TPOT: Automating ML Pipelines with Genetic Algorithms in Python

by
0 comments
TPOT: Automating ML Pipelines with Genetic Algorithms in Python

TPOT: Automating ML Pipelines with Genetic Algorithms in Python
Image by author

, Introduction

Building machine learning models manually involves a long series of decisions. It involves several steps, such as cleaning the data, choosing the right algorithm, and tuning the hyperparameters to get good results. This trial-and-error process often takes hours or even days. However, there is a way to solve this problem by using Tree-Based Pipeline Optimization ToolOr TPOT.

TPOT is a Python library that uses genetic algorithms to automatically discover the best machine learning pipeline. It treats pipelines like populations in nature: it tries many combinations, evaluates their performance, and “evolves” the best one over several generations. This automation allows you to focus on solving your problem while TPOT handles the technical details of model selection and optimization.

, How does TPOT work?

TPOT uses genetic programming (GP). It is a type of evolutionary algorithm inspired by natural selection in biology. Instead of developing organisms, GPs develop computer programs or workflows to solve a problem. In the context of TPOT, the “programs” being developed are machine learning pipelines.

TPOT works in four main stages:

  1. Generate Pipeline: It starts with a random population of machine learning pipelines, including preprocessing methods and models.
  2. Evaluate Fitness: Each pipeline is trained and evaluated on the data to measure performance.
  3. Selection and Development: The best performing pipelines are selected to “reintroduce” and create new pipelines through crossover and mutation.
  4. Iteration over generations: This process is repeated for several generations until TPOT identifies the best performing pipeline.

The process is shown in the figure below:

Screenshot of how TPOT worksScreenshot of how TPOT works

Next, we’ll see how to set up and use TPOT in Python.

, 1. Installing TPOT

To install TPOT, run the following command:

, 2. Importing the Library

Import required libraries:

from tpot import TPOTClassifier
from sklearn.datasets import load_iris
from sklearn.model_selection import train_test_split
from sklearn.metrics import accuracy_score

, 3. Loading and Partitioning Data

For this example we will use the popular Iris dataset:

iris = load_iris()
X, y = iris.data, iris.target

X_train, X_test, y_train, y_test = train_test_split(X, y, test_size=0.2, random_state=42)

load_iris() Provides function features X and label y, train_test_split The function maintains a test set so that you can measure final performance on unseen data. This creates an environment where pipelines will be evaluated. All pipelines are trained on the training part and validated internally.

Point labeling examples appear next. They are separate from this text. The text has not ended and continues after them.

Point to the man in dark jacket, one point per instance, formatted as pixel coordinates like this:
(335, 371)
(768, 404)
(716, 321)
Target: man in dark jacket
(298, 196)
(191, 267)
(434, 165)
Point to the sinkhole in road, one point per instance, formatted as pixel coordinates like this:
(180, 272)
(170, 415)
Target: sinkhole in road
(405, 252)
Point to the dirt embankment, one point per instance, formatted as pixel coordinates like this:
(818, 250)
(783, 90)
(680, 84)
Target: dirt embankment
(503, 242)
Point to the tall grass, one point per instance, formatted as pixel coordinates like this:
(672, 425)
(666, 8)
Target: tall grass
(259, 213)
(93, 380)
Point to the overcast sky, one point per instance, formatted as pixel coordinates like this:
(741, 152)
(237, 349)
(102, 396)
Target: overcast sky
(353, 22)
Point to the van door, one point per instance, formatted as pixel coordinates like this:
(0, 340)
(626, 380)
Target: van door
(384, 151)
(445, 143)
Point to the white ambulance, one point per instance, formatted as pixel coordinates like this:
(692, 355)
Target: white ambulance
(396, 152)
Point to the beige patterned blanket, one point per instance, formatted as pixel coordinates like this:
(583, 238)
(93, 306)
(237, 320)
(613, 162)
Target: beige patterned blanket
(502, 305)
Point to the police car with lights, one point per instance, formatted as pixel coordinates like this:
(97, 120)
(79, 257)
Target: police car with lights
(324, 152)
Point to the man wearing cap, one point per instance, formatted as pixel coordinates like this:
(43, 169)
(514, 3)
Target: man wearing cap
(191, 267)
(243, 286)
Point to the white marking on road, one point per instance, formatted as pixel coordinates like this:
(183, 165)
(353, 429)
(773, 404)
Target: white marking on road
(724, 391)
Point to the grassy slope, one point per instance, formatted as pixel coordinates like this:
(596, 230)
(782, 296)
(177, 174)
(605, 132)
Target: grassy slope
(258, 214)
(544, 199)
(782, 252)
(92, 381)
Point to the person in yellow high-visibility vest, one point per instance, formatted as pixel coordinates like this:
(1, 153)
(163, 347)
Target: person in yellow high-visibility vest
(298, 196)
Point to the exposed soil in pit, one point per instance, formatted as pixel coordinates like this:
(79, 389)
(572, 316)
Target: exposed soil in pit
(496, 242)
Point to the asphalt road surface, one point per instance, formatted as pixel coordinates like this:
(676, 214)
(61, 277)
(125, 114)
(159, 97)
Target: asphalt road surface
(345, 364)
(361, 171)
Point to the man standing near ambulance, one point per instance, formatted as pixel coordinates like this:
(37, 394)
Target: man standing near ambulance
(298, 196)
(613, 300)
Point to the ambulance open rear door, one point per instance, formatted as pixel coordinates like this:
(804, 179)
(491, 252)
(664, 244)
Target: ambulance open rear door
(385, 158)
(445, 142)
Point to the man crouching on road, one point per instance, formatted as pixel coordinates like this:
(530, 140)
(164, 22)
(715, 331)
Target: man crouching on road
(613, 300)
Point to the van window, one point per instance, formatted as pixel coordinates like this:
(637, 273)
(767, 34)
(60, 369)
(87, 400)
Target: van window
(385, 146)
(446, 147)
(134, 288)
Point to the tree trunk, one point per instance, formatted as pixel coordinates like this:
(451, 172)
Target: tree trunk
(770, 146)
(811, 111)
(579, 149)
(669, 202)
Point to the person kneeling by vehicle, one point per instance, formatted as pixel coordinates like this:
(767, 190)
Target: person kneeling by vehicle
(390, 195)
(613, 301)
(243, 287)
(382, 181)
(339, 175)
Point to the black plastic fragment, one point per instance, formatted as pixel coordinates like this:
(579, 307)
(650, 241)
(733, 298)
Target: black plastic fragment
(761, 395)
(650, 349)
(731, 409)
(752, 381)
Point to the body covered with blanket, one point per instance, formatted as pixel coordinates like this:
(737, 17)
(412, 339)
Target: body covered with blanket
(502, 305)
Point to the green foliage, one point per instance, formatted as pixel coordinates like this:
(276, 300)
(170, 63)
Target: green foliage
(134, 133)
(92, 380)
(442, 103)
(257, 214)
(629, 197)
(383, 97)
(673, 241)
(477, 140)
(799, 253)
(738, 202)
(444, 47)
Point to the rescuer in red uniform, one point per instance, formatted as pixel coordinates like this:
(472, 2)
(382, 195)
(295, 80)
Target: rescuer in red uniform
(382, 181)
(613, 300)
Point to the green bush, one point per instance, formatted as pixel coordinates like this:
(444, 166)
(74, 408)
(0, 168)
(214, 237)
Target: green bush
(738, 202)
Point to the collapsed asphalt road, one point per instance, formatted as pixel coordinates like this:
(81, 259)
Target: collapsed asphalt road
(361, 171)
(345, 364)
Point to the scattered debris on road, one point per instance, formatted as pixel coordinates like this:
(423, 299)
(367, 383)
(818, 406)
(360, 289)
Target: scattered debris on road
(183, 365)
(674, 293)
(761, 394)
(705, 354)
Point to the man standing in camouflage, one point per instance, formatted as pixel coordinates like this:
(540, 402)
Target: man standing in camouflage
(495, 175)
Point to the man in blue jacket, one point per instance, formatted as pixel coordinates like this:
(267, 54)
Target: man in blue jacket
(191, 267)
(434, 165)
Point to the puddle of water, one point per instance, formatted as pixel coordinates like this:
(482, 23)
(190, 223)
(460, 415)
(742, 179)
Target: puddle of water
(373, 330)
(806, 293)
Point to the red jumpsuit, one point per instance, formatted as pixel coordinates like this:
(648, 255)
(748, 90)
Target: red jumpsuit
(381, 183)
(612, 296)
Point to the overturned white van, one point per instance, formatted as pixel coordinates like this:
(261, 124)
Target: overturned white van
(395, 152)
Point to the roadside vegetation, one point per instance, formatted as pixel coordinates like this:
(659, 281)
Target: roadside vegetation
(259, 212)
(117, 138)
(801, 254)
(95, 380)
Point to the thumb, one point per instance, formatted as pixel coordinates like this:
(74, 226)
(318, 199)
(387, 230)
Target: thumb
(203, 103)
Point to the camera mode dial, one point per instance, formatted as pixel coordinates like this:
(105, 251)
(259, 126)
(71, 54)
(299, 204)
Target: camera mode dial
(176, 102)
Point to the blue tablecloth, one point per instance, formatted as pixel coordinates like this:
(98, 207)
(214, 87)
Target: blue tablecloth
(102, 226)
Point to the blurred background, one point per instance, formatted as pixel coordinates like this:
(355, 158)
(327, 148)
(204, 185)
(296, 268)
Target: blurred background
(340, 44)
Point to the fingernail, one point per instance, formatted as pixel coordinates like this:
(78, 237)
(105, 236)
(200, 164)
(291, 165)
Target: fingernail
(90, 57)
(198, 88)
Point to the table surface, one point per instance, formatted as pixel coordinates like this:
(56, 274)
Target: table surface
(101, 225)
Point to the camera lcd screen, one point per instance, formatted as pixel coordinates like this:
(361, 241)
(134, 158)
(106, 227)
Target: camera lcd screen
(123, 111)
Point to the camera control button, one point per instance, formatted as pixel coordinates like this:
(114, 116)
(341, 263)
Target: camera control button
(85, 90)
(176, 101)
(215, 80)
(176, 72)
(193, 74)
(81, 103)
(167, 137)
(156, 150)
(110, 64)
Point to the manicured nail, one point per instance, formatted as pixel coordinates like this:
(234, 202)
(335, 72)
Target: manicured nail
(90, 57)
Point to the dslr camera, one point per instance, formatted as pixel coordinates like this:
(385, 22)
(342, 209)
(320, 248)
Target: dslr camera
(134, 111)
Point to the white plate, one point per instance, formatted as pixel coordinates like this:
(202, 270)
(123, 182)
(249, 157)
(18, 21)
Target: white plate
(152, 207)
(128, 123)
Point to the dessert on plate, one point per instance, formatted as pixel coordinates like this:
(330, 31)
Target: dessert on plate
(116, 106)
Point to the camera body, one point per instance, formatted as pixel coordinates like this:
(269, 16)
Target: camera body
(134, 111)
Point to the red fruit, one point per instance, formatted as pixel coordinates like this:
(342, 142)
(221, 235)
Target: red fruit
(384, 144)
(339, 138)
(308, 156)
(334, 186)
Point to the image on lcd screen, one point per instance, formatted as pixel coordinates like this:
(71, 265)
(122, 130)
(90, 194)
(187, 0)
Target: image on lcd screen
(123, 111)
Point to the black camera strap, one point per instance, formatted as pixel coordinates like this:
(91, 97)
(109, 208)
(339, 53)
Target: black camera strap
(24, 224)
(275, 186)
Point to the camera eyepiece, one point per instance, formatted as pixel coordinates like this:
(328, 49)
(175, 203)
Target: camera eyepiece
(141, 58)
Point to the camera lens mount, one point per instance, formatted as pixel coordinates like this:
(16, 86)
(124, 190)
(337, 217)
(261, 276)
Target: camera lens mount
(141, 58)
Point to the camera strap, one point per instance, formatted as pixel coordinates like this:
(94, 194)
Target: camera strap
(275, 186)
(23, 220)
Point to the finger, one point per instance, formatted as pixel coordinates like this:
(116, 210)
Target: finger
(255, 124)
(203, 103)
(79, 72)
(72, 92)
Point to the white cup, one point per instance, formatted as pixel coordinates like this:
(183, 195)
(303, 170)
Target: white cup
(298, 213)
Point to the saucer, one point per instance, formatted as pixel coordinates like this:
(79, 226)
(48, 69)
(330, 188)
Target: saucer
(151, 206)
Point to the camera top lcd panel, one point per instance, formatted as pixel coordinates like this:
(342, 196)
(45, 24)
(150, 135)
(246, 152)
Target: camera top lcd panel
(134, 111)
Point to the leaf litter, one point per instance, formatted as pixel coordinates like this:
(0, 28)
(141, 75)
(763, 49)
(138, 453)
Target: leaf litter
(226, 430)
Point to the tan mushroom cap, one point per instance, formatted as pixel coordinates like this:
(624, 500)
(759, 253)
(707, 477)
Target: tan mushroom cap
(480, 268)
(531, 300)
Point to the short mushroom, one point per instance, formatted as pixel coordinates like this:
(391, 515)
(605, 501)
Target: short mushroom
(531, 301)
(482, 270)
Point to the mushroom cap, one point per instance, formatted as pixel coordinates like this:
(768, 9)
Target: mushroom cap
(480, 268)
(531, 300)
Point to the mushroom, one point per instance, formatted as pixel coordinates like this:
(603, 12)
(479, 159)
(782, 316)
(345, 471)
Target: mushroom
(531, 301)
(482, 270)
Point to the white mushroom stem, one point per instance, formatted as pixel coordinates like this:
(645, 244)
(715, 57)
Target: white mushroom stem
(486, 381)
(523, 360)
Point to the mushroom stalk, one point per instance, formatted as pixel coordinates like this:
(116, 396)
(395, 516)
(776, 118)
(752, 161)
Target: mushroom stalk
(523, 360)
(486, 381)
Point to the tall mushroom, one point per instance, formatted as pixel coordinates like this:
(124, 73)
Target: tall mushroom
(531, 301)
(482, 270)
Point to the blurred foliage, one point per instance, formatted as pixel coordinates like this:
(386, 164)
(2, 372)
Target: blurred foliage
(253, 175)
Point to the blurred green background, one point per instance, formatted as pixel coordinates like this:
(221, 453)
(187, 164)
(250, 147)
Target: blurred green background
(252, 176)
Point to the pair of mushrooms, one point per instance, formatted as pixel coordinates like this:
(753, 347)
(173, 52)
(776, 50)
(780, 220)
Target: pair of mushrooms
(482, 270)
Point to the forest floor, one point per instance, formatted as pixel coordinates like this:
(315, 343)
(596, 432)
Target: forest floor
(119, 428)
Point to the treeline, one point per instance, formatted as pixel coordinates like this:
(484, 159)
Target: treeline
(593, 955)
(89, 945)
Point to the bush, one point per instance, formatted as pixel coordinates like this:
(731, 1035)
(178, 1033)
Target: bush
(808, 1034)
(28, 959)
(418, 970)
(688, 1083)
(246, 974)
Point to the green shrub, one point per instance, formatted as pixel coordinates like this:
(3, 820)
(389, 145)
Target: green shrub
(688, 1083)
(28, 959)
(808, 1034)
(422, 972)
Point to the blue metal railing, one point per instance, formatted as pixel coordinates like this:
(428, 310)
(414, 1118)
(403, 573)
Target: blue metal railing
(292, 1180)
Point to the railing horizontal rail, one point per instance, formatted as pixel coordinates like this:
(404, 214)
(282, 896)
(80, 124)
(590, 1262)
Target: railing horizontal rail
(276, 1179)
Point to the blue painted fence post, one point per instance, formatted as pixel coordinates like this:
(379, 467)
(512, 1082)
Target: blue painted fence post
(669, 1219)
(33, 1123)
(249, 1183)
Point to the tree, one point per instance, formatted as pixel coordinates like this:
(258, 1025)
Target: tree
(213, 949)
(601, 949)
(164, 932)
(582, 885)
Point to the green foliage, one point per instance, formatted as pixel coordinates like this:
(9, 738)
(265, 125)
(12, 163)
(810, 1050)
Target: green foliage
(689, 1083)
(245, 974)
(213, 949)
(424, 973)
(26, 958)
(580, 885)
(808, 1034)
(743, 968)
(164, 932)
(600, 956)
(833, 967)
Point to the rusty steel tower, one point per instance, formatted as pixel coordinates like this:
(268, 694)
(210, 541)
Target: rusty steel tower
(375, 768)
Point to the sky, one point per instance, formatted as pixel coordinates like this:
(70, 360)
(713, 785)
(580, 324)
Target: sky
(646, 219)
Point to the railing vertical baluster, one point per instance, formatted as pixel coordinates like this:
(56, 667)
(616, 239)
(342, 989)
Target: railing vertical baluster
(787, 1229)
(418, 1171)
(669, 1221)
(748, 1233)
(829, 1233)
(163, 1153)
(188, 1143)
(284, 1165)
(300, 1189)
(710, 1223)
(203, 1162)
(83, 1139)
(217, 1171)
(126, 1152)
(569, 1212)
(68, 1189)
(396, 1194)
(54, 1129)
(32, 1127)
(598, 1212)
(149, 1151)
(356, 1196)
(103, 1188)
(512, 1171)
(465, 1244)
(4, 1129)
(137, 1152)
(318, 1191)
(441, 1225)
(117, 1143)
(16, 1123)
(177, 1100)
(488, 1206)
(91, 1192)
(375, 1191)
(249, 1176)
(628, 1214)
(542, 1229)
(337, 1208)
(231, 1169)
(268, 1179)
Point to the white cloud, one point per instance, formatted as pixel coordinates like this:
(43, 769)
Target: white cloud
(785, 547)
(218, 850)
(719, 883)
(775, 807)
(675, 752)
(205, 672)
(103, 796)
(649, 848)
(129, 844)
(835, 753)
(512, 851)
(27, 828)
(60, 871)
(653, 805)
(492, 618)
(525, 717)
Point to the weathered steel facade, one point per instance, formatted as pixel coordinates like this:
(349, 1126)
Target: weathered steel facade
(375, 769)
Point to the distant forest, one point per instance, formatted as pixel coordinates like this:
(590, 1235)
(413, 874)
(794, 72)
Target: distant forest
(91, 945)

Comment: TPOT uses internal cross-validation during fitness assessment.

, 4. Starting TPOT

Start TPOT like this:

tpot = TPOTClassifier(
    generations=5,
    population_size=20,
    random_state=42
)

You can control how long and how widely TPOT searches for a good pipeline. For example:

  • generations=5 This means that TPOT will undergo five development cycles. In each cycle, it creates a new set of candidate pipelines based on the previous generation.
  • population_size=20 This means that there are 20 candidate pipelines in each generation.
  • random_position This ensures that the results are reproducible.

, 5. Training the model

Train the model by running this command:

tpot.fit(X_train, y_train)

when you run tpot.fit(X_train, y_train)TPOT starts searching for the best pipeline. It creates a set of candidate pipelines, trains each one to see how well it performs (usually using cross-validation), and retains the top performers. Then, it mixes and changes them slightly to create a new group. This cycle repeats for the number of generations you set. TPOT always remembers which pipeline has performed best so far.

Output:

Screenshot of TPOT trainingScreenshot of TPOT training

, 6. Evaluation of accuracy

This is your final check on how the selected pipeline behaves on unseen data. You can calculate the accuracy as follows:

y_pred = tpot.fitted_pipeline_.predict(X_test)
acc = accuracy_score(y_test, y_pred)
print("Accuracy:", acc)

Output:

, 7. Exporting the best pipeline

You can export the pipeline to a file for later use. Note that we must import dump From joblib First:

from joblib import dump

dump(tpot.fitted_pipeline_, "best_pipeline.pkl")
print("Pipeline saved as best_pipeline.pkl")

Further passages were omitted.